5. Foreign Whisky Expands Everywhere (Almost)
Irish whiskey continues to explode. Last year, the category was up 19.9% in revenue to $664 million. Volume has increased six-fold since 2005.
Canadian whisky revenue increased 8.1% in revenue to $1.8 billion.
Scotch had another strong year, with revenue up 13.5% to $732 million. Blended scotch, however, was down 1.3% in volume, and remained flat in revenue at $1.4 billion.
6. Tequila and Cognac Are On The Rise
Both spirits had much to celebrate in 2015.

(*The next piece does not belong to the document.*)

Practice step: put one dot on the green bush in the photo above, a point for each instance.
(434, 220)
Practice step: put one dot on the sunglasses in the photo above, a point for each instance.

Tequila grew 9.4% in revenue to $2.3 billion. Like other spirits, growth was consistent across all price points, though greater at High End (+17.2%) and Super Premium (+12.5%). Connoisseurs are embracing this spirit.
As they are enjoying cognac. This category expanded 16.2% in revenue to $1.3 billion. Super premium cognac gained 20.3% in volume.
7. Rum Loses, Vodka Goes Flat
“Not everything can grow,” aptly stated David Ozgo, DISCUS Senior VP of Economic and Strategic Analysis, during the briefing. Gains in some categories come at the expense of others.
Rum was the biggest loser of 2015. The category was down 1.5% in volume to 24.8 million cases. Revenue shrunk 2% to $2.3 billion.
However, super premium rum did rise 2.8% in volume.
Flavored vodka was down 1.1 million cases in volume, while traditional vodka went up 2.5%. The result: a revenue gain of only 0.5% to $5.8 billion. Total volume increased 1.8% to 68.2 million cases.
8. Legal Marijuana Does Not Necessarily Threaten Spirits
This tidbit came out during the Q&A portion of the briefing. Asked whether national efforts to legalize marijuana could financially hurt distilled spirits, Ozgo responded with cautious skepticism.
“I’ve seen the numbers, and in Colorado [where pot is legal], our sales are actually up,” he said.
So too was spirits revenue up in California, where medicinal marijuana is prevalent and easier to acquire than in other states.
Ozgo did say that DISCUS supports government regulations on marijuana, as with any product. He added that the industry would fight back against any attempts by the marijuana business to portray alcohol negatively.